Thursday 28 May 2009

ruby oracle oci8 UTF8 corruption

I have a small script oci1.rb:
require 'oci8' 
conn = OCI8.new("test","test","test_db")
File.open("out.txt","wb") do |out|
tabs = conn.exec('SELECT * from test_utf8') do |r|
out.write(r.join(','))
out.write("\n")
end
end
conn.logoff

that runs perfectly on windows producing from my test_db:
polish,łóśżć 
russsian,фывафыва
german,äöü

when I run exactly the same on my linux box:
polish,loszc 
russsian,????????
german,aou

I tested then a small script that reads and writes UTF8 on linux to be sure my linux terminal can display UTF8
(read_write_utf8.rb):
File.open("utf8_out.txt","wb") do |out| 
File.open("utf8.txt","r").each do |line|
out.write(line)
end
end

and that works good!
chris@emeadb:~/work/ruby/oci$ ruby read_write_utf8.rb 
chris@emeadb:~/work/ruby/oci$ cat utf8.txt
polish,łóśżć
russsian,фывафыва
german,äöü
chris@emeadb:~/work/ruby/oci$ cat utf8_out.txt
polish,łóśżć
russsian,фывафыва
german,äöü


Finally the issue was with my NLS_LANG variable that was not set in the Linux box on the account I used for running the script.
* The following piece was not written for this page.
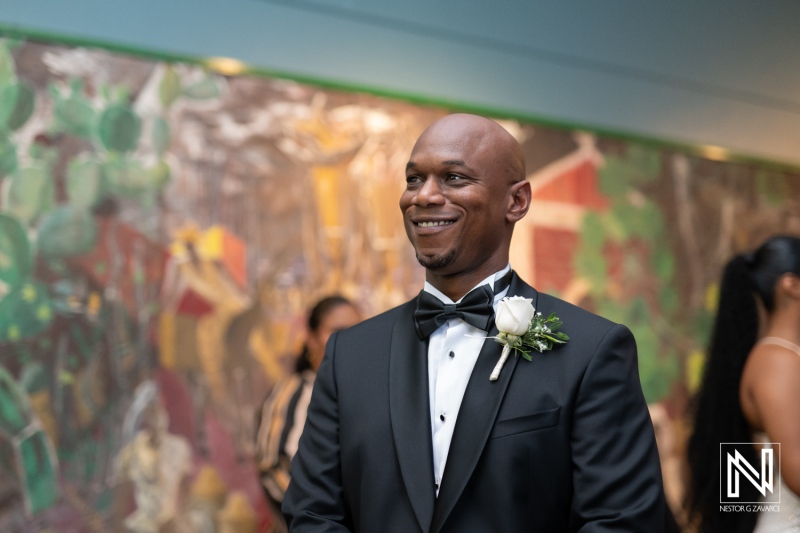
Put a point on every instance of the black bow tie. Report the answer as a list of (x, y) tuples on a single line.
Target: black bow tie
[(475, 309)]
I tried first to set it up in the ruby script itself:
ENV['NLS_LANG']='AMERICAN_AMERICA.UTF8'

that did not work.

the solution was to set it in the shell.
export NLS_LANG=AMERICAN_AMERICA.UTF8


you can set it in your .bashrc (depending on the shell you use) to make it default for the account.